Now come the decision of what to pair it with... it's like naming a child...? 



CPD said:


> Malaysian blackwood is a nickname for a variety of true ebony or Asian ebony. Most of the ebony's and rosewood's too, are very dense and hard. You shouldn't need to stabilize them, unless they have burls and defects you are trying to deal with.
> 
> That said - ebony's have a reputation for being really finicky while they dry. They'll check and crack if you're not careful....and even then, they'll torture you with more of the same.
> 
> ...


----------



## Lefty (Aug 20, 2013)

Afzelia burl and copper.


----------



## chinacats (Aug 20, 2013)

That is one gorgeous piece of wood!


----------



## cclin (Aug 20, 2013)

beautiful Malaysian Blackwood!! how about a nice marble horn & mammoth ivory to match up....


----------



## Anton (Aug 20, 2013)

Tooth would be too busy.. 

Horn, yes this could be.. maybe.

Also thinking of sandwich between all black blackwood cap and ferrule with nickel spacers... And put onto a Suji Kitaeji yanagiba. Hard to picture...


----------



## CPD (Aug 20, 2013)

Anton said:


> CPD,
> Thanks - this is great feedback and puts me at ease somewhat... It's a super clean piece and it has been in wax for the last 4 months. very SHARP tools is the key.
> 
> Now come the decision of what to pair it with... it's like naming a child...?



Glad to help. If you're looking for ideas, I'd Google Macassar Ebony and either art deco or guitars to see what an image search shows. Macassar ebony has a very similar look. Guitar makers use it as a tone wood sometimes and for art deco period furniture they used to use a ton of the stuff. It looks amazing next to whiter tone materials for contrast. They'd have used ivory, bone, shagreen or pearl...but might work great with micarta or something ike that.... or American Holly if you wanted a white wood (and assuming you can find it, that's stuff's hard to find too). Copper and gold tones get used with it a lot too...so a second to Lefty's copper suggestion.

post pictures when you're done.


----------



## cclin (Aug 21, 2013)

Anton said:


> Tooth would be too busy..
> 
> Horn, yes this could be.. maybe.
> 
> Also thinking of sandwich between all black blackwood cap and ferrule with nickel spacers... And put onto a Suji Kitaeji yanagiba. Hard to picture...



huh?? mammoth ivory(natural white color spacer) is too busy?? I guess you prefer metal spacer more..... I'm little too old for shiny spacer:joec: Happy custom your yanagiba handle!!


----------



## CrisAnderson27 (Aug 21, 2013)

cclin said:


> huh?? mammoth ivory(natural white color spacer) is too busy?? I guess you prefer metal spacer more..... I'm little too old for shiny spacer:joec: Happy custom your yanagiba handle!!
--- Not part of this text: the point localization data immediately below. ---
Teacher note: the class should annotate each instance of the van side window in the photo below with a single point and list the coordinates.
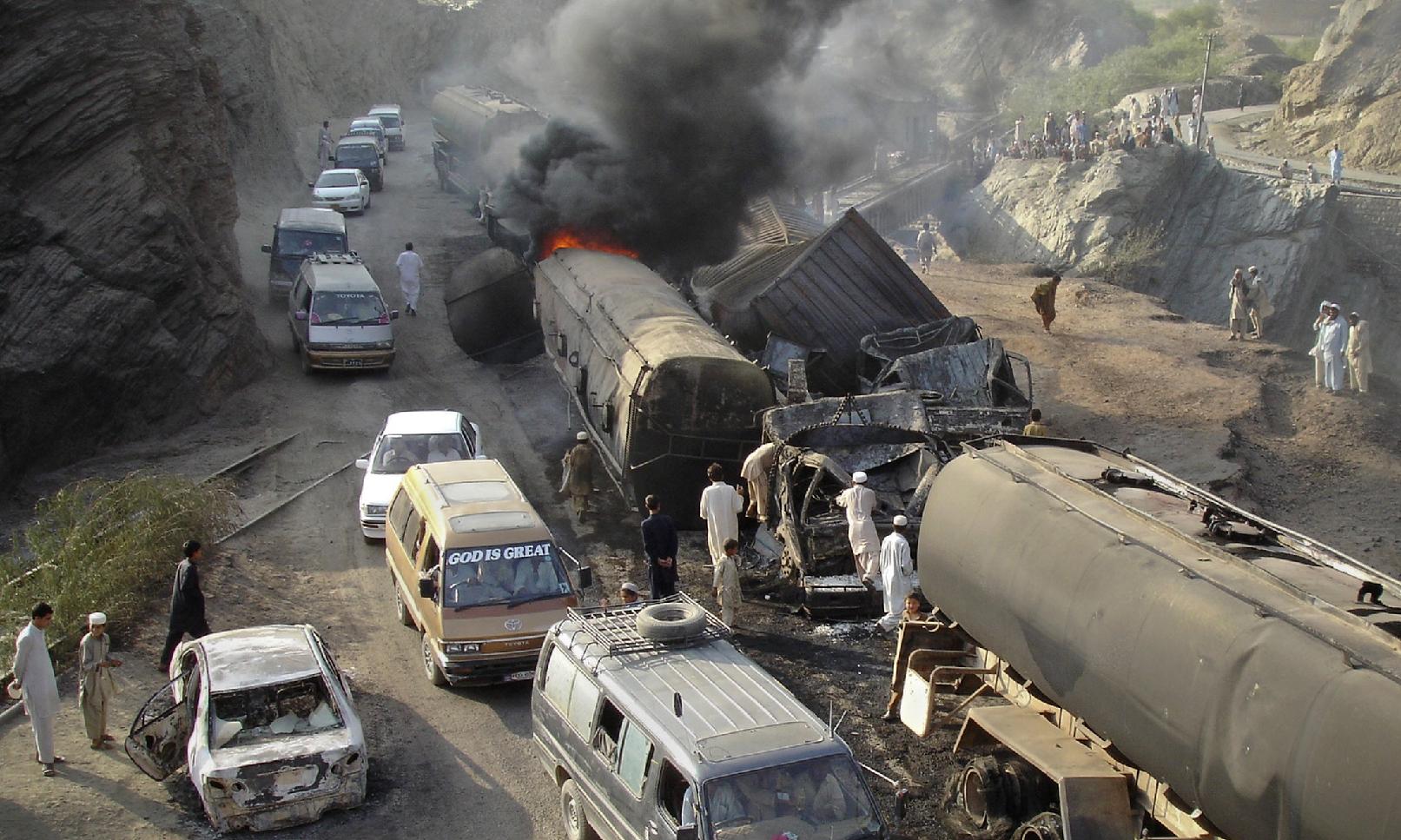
(400, 513)
(633, 757)
(430, 556)
(674, 796)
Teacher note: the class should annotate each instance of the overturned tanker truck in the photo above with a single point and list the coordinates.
(1172, 664)
(662, 394)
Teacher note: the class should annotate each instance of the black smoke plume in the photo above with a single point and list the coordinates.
(677, 116)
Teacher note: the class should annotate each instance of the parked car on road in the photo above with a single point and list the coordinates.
(265, 723)
(301, 233)
(655, 727)
(409, 439)
(393, 119)
(360, 153)
(338, 315)
(347, 190)
(370, 126)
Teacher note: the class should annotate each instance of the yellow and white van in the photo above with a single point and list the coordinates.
(475, 570)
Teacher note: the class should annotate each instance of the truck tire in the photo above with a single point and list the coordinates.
(1042, 826)
(674, 620)
(572, 810)
(430, 666)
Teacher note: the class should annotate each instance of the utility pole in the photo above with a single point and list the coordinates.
(1201, 118)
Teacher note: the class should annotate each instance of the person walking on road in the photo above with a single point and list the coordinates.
(660, 545)
(859, 501)
(36, 685)
(324, 146)
(578, 473)
(1239, 306)
(720, 507)
(411, 277)
(96, 682)
(1044, 300)
(925, 244)
(726, 584)
(187, 602)
(1359, 352)
(1334, 350)
(756, 473)
(897, 572)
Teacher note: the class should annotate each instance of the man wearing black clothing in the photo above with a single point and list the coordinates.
(187, 602)
(658, 540)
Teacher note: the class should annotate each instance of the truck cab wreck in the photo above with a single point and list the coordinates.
(1172, 664)
(265, 723)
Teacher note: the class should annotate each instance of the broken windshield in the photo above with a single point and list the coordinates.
(503, 574)
(814, 798)
(272, 711)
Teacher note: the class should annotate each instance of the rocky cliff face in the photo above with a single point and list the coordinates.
(1351, 93)
(1174, 223)
(121, 311)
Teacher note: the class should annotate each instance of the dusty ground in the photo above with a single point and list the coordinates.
(1241, 418)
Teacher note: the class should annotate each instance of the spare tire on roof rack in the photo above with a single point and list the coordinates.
(671, 620)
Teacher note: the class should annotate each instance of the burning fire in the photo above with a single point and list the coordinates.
(586, 240)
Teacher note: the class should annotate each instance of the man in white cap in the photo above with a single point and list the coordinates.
(1334, 345)
(1320, 373)
(720, 507)
(859, 501)
(1259, 301)
(578, 473)
(96, 684)
(897, 572)
(39, 689)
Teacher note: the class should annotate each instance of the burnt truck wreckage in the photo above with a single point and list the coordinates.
(1172, 665)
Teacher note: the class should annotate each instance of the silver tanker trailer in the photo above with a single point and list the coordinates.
(1128, 656)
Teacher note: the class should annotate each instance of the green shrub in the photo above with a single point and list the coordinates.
(105, 545)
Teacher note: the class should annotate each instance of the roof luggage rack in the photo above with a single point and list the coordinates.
(615, 627)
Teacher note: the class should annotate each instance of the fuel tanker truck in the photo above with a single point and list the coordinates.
(1127, 656)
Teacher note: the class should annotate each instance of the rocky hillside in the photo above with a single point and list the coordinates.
(1174, 223)
(121, 302)
(1351, 93)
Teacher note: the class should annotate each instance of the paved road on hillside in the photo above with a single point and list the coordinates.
(443, 762)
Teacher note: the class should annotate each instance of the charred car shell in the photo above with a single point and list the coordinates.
(265, 723)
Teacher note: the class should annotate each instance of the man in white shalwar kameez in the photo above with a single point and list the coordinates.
(859, 501)
(720, 507)
(897, 572)
(38, 686)
(1334, 343)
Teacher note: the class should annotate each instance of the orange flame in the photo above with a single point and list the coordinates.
(586, 240)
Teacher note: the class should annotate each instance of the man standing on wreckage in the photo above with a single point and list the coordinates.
(859, 501)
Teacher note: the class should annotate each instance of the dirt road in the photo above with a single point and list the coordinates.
(439, 757)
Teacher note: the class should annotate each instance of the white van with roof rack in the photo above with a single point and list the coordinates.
(655, 727)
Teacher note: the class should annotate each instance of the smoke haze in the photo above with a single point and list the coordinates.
(674, 115)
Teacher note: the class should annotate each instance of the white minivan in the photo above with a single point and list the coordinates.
(338, 317)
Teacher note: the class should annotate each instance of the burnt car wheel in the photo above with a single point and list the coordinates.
(572, 810)
(430, 666)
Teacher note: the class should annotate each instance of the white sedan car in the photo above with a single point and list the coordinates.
(265, 723)
(340, 189)
(408, 439)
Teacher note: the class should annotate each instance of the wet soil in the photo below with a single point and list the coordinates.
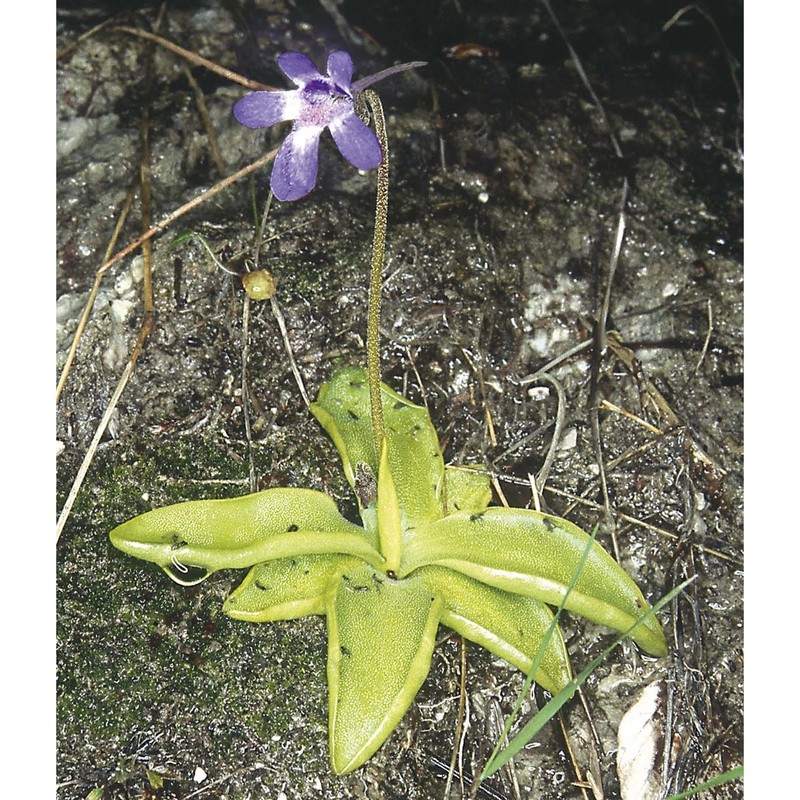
(505, 204)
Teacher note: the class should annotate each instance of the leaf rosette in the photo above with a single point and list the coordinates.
(430, 551)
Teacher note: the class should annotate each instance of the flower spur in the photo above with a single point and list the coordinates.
(319, 102)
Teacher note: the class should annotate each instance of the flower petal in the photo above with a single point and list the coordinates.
(340, 68)
(298, 67)
(263, 109)
(357, 142)
(295, 170)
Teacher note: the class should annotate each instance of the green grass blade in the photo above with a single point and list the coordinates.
(537, 661)
(557, 702)
(726, 777)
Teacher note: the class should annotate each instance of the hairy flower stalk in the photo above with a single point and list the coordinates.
(376, 273)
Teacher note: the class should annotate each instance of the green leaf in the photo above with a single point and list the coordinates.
(287, 588)
(192, 540)
(509, 625)
(544, 715)
(381, 635)
(534, 554)
(389, 527)
(415, 459)
(468, 489)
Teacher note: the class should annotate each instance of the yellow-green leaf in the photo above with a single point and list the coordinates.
(381, 635)
(509, 625)
(192, 540)
(537, 555)
(287, 588)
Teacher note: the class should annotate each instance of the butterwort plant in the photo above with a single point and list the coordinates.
(319, 102)
(430, 549)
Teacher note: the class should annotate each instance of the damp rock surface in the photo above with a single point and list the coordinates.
(504, 211)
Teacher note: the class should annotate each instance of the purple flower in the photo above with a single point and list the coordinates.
(319, 102)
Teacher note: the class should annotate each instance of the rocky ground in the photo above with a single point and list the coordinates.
(507, 185)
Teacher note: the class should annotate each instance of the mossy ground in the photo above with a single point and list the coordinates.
(504, 203)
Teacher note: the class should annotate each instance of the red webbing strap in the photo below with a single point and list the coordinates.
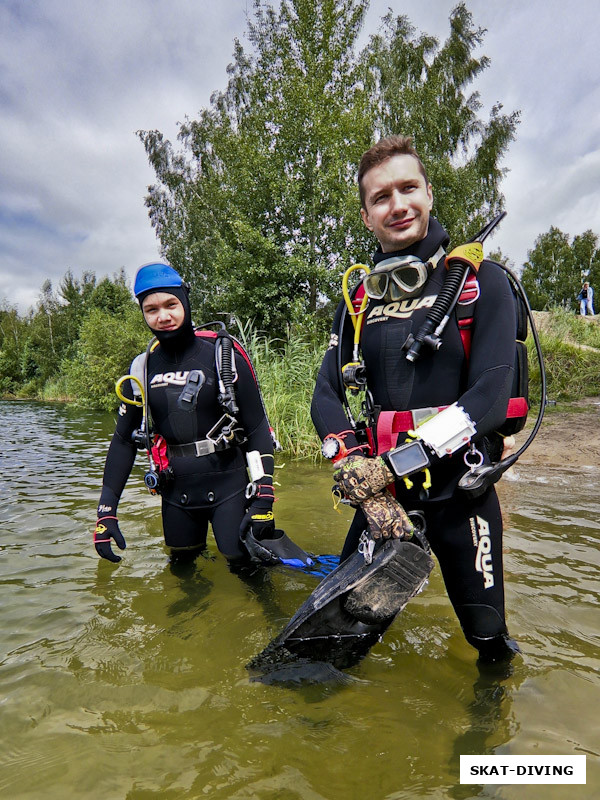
(389, 425)
(517, 407)
(464, 311)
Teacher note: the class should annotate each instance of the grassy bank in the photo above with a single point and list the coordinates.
(287, 371)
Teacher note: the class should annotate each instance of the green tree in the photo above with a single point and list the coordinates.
(420, 88)
(251, 209)
(551, 275)
(11, 338)
(259, 208)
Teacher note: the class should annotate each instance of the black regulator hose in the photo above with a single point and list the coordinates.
(428, 333)
(228, 398)
(431, 330)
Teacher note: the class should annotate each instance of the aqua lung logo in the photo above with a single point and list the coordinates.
(480, 531)
(403, 309)
(169, 379)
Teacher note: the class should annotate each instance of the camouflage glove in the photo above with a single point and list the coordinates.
(386, 517)
(360, 478)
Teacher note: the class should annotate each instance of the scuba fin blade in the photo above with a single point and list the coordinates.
(351, 608)
(388, 591)
(278, 550)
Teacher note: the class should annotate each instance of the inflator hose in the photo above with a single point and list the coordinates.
(227, 370)
(452, 286)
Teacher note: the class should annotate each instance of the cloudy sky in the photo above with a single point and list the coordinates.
(79, 77)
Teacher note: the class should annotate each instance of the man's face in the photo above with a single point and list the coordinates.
(397, 203)
(163, 311)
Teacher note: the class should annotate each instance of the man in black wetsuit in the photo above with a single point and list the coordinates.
(205, 405)
(465, 533)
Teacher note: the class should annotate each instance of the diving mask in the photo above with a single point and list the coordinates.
(397, 278)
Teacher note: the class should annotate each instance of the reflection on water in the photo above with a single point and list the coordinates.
(128, 681)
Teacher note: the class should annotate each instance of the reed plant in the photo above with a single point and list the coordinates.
(287, 370)
(571, 349)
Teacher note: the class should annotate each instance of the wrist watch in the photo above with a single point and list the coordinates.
(333, 447)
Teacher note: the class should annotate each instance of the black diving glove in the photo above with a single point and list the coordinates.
(107, 528)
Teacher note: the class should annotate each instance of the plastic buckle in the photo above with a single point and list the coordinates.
(217, 433)
(421, 415)
(366, 546)
(205, 447)
(476, 455)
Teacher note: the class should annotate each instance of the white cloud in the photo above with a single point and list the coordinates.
(79, 79)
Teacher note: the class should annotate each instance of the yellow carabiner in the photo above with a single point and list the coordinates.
(122, 397)
(355, 316)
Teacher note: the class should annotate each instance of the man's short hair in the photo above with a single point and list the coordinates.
(380, 152)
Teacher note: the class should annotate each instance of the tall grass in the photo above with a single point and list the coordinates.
(571, 349)
(287, 371)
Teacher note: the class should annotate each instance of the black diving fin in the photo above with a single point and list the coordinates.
(278, 550)
(350, 609)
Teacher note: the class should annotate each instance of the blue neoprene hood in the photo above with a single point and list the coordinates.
(155, 276)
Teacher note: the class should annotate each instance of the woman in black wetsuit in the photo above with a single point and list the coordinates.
(207, 436)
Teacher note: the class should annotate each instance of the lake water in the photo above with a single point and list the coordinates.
(129, 681)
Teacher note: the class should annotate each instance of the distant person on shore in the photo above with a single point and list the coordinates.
(586, 300)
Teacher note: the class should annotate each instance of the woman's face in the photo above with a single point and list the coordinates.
(163, 311)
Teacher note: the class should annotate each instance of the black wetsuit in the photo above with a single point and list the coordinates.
(465, 535)
(207, 488)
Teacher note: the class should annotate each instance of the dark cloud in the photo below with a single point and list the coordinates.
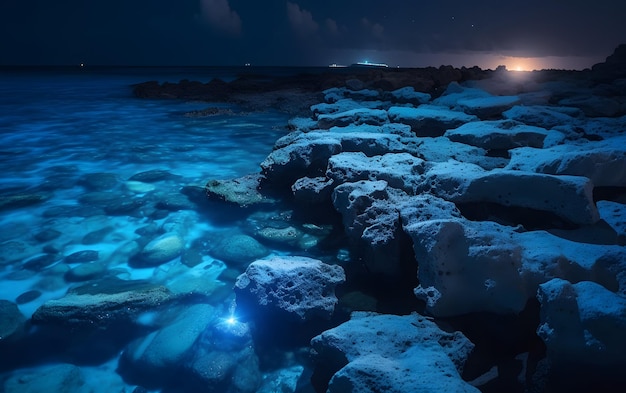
(301, 32)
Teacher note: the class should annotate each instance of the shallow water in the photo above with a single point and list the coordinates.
(70, 144)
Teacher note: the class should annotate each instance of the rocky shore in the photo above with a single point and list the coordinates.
(438, 229)
(499, 197)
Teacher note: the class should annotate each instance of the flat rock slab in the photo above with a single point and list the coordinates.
(569, 197)
(429, 120)
(602, 162)
(376, 352)
(399, 170)
(487, 107)
(498, 135)
(101, 303)
(297, 287)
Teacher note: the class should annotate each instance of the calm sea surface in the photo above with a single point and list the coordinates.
(90, 174)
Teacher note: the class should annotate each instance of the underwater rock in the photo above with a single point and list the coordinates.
(343, 105)
(86, 271)
(242, 191)
(101, 303)
(82, 256)
(498, 135)
(582, 325)
(98, 181)
(354, 116)
(602, 162)
(161, 354)
(11, 320)
(61, 378)
(162, 249)
(376, 352)
(298, 287)
(21, 200)
(238, 249)
(569, 197)
(152, 176)
(429, 120)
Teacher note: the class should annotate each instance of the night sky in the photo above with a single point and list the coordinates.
(530, 34)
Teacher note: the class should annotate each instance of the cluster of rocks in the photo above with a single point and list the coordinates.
(507, 203)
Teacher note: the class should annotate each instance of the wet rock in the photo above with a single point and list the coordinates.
(429, 120)
(354, 116)
(498, 135)
(582, 325)
(28, 297)
(316, 190)
(543, 116)
(101, 303)
(602, 162)
(615, 215)
(61, 378)
(243, 191)
(152, 176)
(399, 170)
(162, 249)
(376, 352)
(306, 157)
(99, 181)
(408, 95)
(569, 197)
(297, 287)
(238, 249)
(82, 256)
(11, 320)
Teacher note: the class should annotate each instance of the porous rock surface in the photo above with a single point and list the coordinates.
(299, 287)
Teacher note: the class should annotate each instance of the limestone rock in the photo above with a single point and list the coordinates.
(399, 170)
(429, 120)
(498, 135)
(101, 303)
(354, 116)
(376, 352)
(299, 287)
(602, 162)
(162, 249)
(582, 323)
(569, 197)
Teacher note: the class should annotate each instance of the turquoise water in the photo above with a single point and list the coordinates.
(94, 174)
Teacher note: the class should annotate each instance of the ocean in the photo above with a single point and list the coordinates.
(89, 175)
I think he might have thought you meant mammoth tooth, which is pretty busy lol.


----------



## Burl Source (Aug 24, 2013)

Anton said:


> Also thinking of sandwich between all black blackwood cap and ferrule with nickel spacers...


I like the idea of matching one of the colors in the Malaysian Blackwood and a thin metal spacer. My taste would matching it up with the African Blackwood like you mentioned and copper spacers. Maybe even a piece of hammered copper on the front of the ferrule like Butch does.


----------



## Anton (Aug 24, 2013)

It may just end up with Butch ....


----------



## Lefty (Aug 24, 2013)

Great choice!


----------



## mkriggen (Aug 24, 2013)

Anton said:


> Now come the decision of what to pair it with... it's like naming a child...?



I put it with amboyna...


----------



## CPD (Aug 24, 2013)

Burl Source said:


> I like the idea of matching one of the colors in the Malaysian Blackwood and a thin metal spacer. My taste would matching it up with the African Blackwood like you mentioned and copper spacers. Maybe even a piece of hammered copper on the front of the ferrule like Butch does.



That's a nice looking match. If you work with african blackwood though - one word of caution - it dulls everything. It is incredibly dense and heavy. I'm making a handle out of it right now and it's amazing stuff. It polishes to a ridiculous level and looks great once it's been finished but it shakes off 80 grit sand paper like it's a tomato facing a knife blank that hasn't ever been ground or sharpened.


----------